By William Branigin
Washington Post Staff Writer
Thursday, April 17, 2008
Citing "significant deficiencies" in the preservation of e-mail by the White House and federal agencies, House Democrats yesterday introduced legislation to strengthen and modernize electronic record-keeping requirements. But a private watchdog group called the bill inadequate and issued a report describing federal record-keeping as antiquated and chaotic.
The group chided the government for following a "print-and-save policy" in which even e-mail is routinely printed out on paper and filed away to comply with federal record-keeping rules. It said the government needs to be pushed to adopt technology and practices common in the private sector.
Rep. Henry A. Waxman (D-Calif.), chairman of the House Committee on Oversight and Government Reform, and two other Democrats on the panel sponsored the bill after investigations showed that the White House under President Bush may have lost millions of e-mails.
The bill, H.R. 5811, directs the National Archives and Records Administration to set standards for capturing, managing, retrieving and preserving White House e-mails and other electronic communications, and to certify whether the White House system meets those standards. The bill also directs the National Archives to issue regulations within 18 months requiring federal agencies to preserve electronic communications in an electronic format. The agencies would have up to four years to comply.
Citizens for Responsibility and Ethics in Washington, a watchdog group known as CREW, called the proposed legislation "anemic" and said it "fails to make the substantial changes necessary to bring the federal government into the 21st century."

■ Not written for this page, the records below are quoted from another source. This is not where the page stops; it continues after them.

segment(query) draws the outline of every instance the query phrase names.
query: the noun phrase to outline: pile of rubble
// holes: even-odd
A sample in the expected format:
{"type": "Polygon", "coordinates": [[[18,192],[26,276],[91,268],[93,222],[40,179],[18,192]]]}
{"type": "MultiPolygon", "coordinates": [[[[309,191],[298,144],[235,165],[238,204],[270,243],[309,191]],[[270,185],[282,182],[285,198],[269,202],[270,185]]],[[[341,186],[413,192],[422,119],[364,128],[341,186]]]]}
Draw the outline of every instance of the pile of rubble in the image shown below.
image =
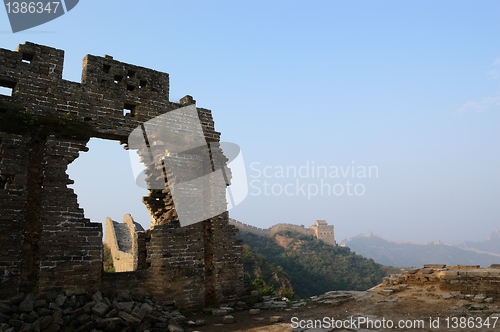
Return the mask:
{"type": "Polygon", "coordinates": [[[181,332],[186,321],[173,305],[148,293],[118,291],[115,294],[72,292],[19,293],[0,301],[0,332],[181,332]]]}
{"type": "Polygon", "coordinates": [[[458,298],[473,302],[491,303],[500,300],[500,265],[489,268],[479,265],[427,264],[401,274],[384,278],[376,290],[381,294],[404,291],[410,286],[427,287],[438,291],[444,299],[458,298]]]}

Karen Lightfoot, a spokeswoman for Waxman, said the bill "reflects a common-sense consensus." She added, "We knew it wouldn't meet everyone's wish list, but experts tell us it's an important start in dealing with the challenges of electronic records."
CREW yesterday issued a 42-page report concluding that the federal government is mismanaging its electronic records and clinging to outdated and inefficient paper record-keeping systems. It also faulted the National Archives, saying the agency has abdicated meaningful oversight responsibilities and "assumed only a passive role" by providing agencies with little more than general guidelines.
A spokeswoman for the archives, which issues standards for federal records management, did not immediately respond to requests for comment.
CREW charged that federal agencies have shown "an appalling lack of progress" in electronic record-keeping.
"The vast majority of federal agencies treat electronic records like paper records by printing them out and saving them in paper files," the group said in summarizing its findings. In addition, it said, there is "widespread confusion" among federal employees, many of whom do not understand their legal record-keeping obligations.
In the report, titled "Record Chaos: The Deplorable State of Electronic Record Keeping in the Federal Government," CREW recommended that Congress amend the Federal Records Act to require all agencies to implement electronic record-keeping by a certain date. The group also wants Congress to add penalties for failing to comply with the act, and says the National Archives should be required to conduct annual audits of agency compliance.
Anne Weismann, the chief legal counsel at CREW and author of the report, said four years is too long to wait for federal agencies to begin complying with new requirements under the House Democrats' proposed legislation.
"There has to be a massive effort to push the government into the 21st century," she said. The effort needs to be fully funded, or agencies "will always have an excuse" to stick with their existing systems, she said.
Melanie Sloan, CREW's executive director, said records that document serious policy matters are being lost, "not necessarily due to malice, but rather incompetence."
CREW found that federal agencies produce records in a dizzying array of formats. The Internal Revenue Service alone runs 630 different computer systems, it said. Across the government, billions of e-mail messages are exchanged every year, the report said, but not all must be preserved under the law, which is often left to individual employees to interpret.